[cfe-dev] [StaticAnalyzer] Loc and NonLoc SVal

Vlad Tsyrklevich via cfe-dev cfe-dev at lists.llvm.org
Wed Jun 7 08:22:43 PDT 2017


isSubRegionOf() should do the trick, it just walks up the chain of
super-regions to find if it's a child of the region. You can verify that
this is true or not for the cases you're looking at. I've hit issues where
the super region I was looking at had a cast applied, so it was an
ElementRegion{foo, 0, $cast_type} and was not a super-region of something
like FieldRegion{foo, bar}. You might try to use
SuperRegion->StripCasts()->isSubRegionOf() if that's the case. I think this
can especially be an issue with array references since you might have an
ElementRegion{arr, 0} when in reality it's a reference to the entire array.

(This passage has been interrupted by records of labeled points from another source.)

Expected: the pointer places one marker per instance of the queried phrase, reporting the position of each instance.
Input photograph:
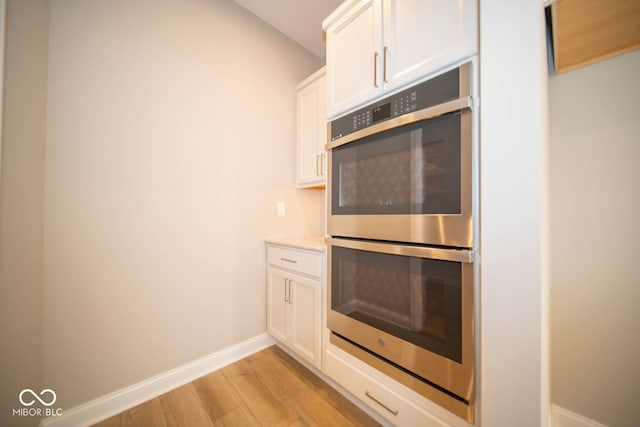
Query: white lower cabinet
(294, 300)
(390, 404)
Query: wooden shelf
(587, 31)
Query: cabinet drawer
(389, 404)
(309, 263)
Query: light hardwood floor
(268, 388)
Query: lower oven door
(410, 306)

On Wed, Jun 7, 2017 at 10:51 AM Paul Bert via cfe-dev <
cfe-dev at lists.llvm.org> wrote:

> Thanks a lot for the very detailed answer.
> I just recently saw the answer.
> So to compare 2 SVal I have to use SValBuilder.
> I think it is pretty clear how to do this if I want to assert equality
> with svalbuilder::evalEQ . How can I check if a given memory region whose
> symbolic expression is "decorated" with "Element" due to casting, is a
> sub-region of another one? Is SubRegionOf() is not working. How can I do
> this with SValBuilder? Any code example I can look at?
>
>
> Le vendredi 2 juin 2017, Artem Dergachev <noqnoqneo at gmail.com> a écrit :
>
>> Long story short: Loc ("location") is a single point in memory (normally
>> a pointer, maybe a C++ reference value or a null pointer or a function
>> pointer or even a goto label address that might be treated as a first-class
>> value through a gcc language extension). Note that Loc represents a single
>> pointer value; even though a loc::MemRegionVal value may wrap a whole
>> memory region, which in turn is a segment in memory, Loc itself represents
>> the start of that region. Everything else - such as numbers or bools, or
>> maybe structure ("compound") values regardless of their contents - is a
>> NonLoc. A compound value (nonloc::CompoundVal or nonloc::LazyCompoundVal)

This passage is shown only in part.